Would Nashe fit the profile of a writer of satire?

Yes. It's tricky to argue much from a play suppressed so thoroughly no text now exists, but the official response to 'The Isle of Dogs' was so severe that it seems likely it contained reflections on very important people indeed. The Privy Council was the body which ordered its suppression. As a leading authority on Elizabethan literature once pointed out to me, that fact speaks for itself; it suggests the play was objectionable for its political content. Had it been merely scurrilous or salacious (both possible, considering the track record of the author) then the usual London authorities would have been adequate to deal with it. In fact the Privy Council took charge of the affair, and a letter still survives in which it instructed Mr. Topcliffe to arrest the players guilty of performing it, and to seize Nashe's papers.

'The Isle of Dogs' affair is significant to my argument in more ways than one. It shows the author (or part-author, since Nashe later claimed he had only written the first few lines and "the players" had done the rest) was involved in a dramatic production that provoked official wrath at least twice in his life. Because, though 'The Isle of Dogs' came towards the end of Nashe's literary career, he actually seems to have begun it with a similar succes de scandale while still at university. Richard Lichfield refers to a "show" called 'Terminus et non terminus' in which Nashe was involved c. 1587, and which according to Lichfield angered the university authorities so much that one of those responsible for it was sent down, and Nashe himself perhaps encouraged to leave. (At Cambridge by the way a "show" meant a drama which contained personal satire. Nashe uses the term himself in describing plays attacking Gabriel Harvey and his brothers - "there was a Shewe made at Clare-hall of him and his two brothers" and "there was another Shewe made of the little Minnow his Brother"; so perhaps it's worth drawing attention at this point to the remark Will Somers makes about Summer's Last Will and Testament in the prologue: "..nay, 'tis no Playe neyther, but a shewe."

Another point to make about Nashe is that though today he is seen as a great prose stylist, proto-novelist and sharply humorous observer of manners, to his contemporaries he was pre-eminently a satirist. From Greene's reference in 1592 to 'iong Iuuenall, that byting Satyrist' to Michael Drayton reflecting on him in 1620, the word repeats:

And surely Nashe, though he a Proser were,
A branch of Laurell yet deserues to beare,
Sharply Satirick was he, and that way
He went, since that his being, to this day
Few haue attempted...

It may be objected that all this may refer to nothing more than a general satire on society and its failings; but the tale of the Bee and the Battledore in Pierce Penilesse is hardly that. And whatever so provoked the London authorities in Christs Teares, and so enraged the Privy Council over The Isle of Dogs, must have been something more than an anodyne attempt at 'reformation of manners'.

Lastly, The Choice of Valentines and other perhaps similar works now lost, show that Nashe had experience in writing clandestine literature. Like the young John Donne and his Metamorphosis of a Soul, Nashe wrote things intended to circulate underground among a restricted readership. I felt, if it were possible for clandestine 'political' drama to exist at all, Nashe would be writing it.

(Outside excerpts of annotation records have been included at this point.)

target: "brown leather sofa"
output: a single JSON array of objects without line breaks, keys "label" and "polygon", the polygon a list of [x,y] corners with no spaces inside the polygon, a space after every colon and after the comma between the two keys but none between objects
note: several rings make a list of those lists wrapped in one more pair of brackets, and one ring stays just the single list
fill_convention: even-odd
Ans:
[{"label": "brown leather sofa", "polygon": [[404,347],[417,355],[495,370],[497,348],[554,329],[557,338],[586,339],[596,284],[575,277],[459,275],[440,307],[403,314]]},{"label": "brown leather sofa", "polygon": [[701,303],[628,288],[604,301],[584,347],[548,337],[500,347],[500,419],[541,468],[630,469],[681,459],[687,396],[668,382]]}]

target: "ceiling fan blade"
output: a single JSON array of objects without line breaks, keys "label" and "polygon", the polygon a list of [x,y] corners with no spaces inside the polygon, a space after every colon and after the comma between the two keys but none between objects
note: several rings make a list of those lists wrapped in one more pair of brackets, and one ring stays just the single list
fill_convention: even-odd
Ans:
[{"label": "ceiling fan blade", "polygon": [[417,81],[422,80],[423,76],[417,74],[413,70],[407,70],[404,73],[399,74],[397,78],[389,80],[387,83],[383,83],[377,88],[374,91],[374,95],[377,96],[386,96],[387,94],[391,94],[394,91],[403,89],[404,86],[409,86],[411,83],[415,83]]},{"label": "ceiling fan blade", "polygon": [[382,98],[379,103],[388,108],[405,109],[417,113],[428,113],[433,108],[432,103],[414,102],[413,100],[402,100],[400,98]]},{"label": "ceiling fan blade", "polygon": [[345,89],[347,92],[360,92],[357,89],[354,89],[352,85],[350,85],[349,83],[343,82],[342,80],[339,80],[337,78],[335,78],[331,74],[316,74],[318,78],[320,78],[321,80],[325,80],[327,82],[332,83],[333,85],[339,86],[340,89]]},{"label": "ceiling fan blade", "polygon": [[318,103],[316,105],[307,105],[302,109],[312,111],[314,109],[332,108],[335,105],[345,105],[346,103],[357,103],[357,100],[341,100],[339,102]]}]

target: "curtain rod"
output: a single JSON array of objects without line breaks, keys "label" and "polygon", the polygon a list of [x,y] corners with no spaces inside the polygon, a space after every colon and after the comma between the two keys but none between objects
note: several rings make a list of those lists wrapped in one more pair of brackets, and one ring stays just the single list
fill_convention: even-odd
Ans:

The later emergence of satirical drama [I hope to argue at this point that Cambridge was the home of satirical drama, long before and long after Nashe; that political satirical drama flourished during the Marprelate campaign, perhaps with Nashe/Greene/Lyly involved in showing Kempe how it was done; that it went underground after the 1589 act, emerging briefly and disastrously in The Isle of Dogs; and bequeathed a legacy to the later Blackfriars satires of Jonson and others.
The point of this argument is that if topical satire existed pre-1589, and again post-1600, it's more likely during a time of increasing political tension that it was developing underground rather than going into suspended animation. After all, players frequently played non-public venues - private performances for noblemen and courtiers - where such drama would be particularly welcome. I doubt that after-dinner entertainments at Essex House were as scrupulous in following the 1589 Act as the PC might have wished. I take Elizabeth's complaint to Lambarde about Richard II being played 'forty times in open streets and houses' to be a reference to such performances, rather than anything passing more openly at the Globe.
]

At this point I felt reasonably confident about advancing the suggestion that Nashe might have included a clever allusion to Ralegh in SLWAT. After a second look at the 'Sol' scene, I thought I could even counter misgivings that it would be psychologically improbable for a man like Whitgift to encourage his assembled potboys to laugh at one of the Queen's favourites in his presence. Immediately at the close of the scene, Will Summers comes on and rubbishes it:

'I thinke the Sunne is not so long in passing through the twelue signes, as the sonne of a foole hath been disputing here about had I wist. Oute of doubt, the Poet is bribde of some that haue a messe of creame to eat, before my Lord goe to bed yet, to hold him halfe the night with riffe raffe of the rumming of Elanor. If I can tell what it meanes, pray god I may neuer get breakfast more, when I am hungry.'

Summers was played by an experienced and popular comedian called Toy. I can think of no better way of distracting any of the less discreet members of the audience from considering the possibility that 'Sol' might be a joke at the expense of Ralegh than having Toy bounce on in his comical short coat, gurning and jeering and telling everybody it was the silliest stuff he'd ever witnessed and that it made absolutely no sense at all. At this point I envisaged Summers as acting both as trouchman and anti-trouchman. His later comment about Sol's 'bushy hayre' could tip the wink to the scholars in the audience as to the real target of the scene, while the unlettered herd were reassured it was all fol-de-rol. The only problem, I had to admit, was that this was not the only time Summers acts this way. He does it pretty much after every scene.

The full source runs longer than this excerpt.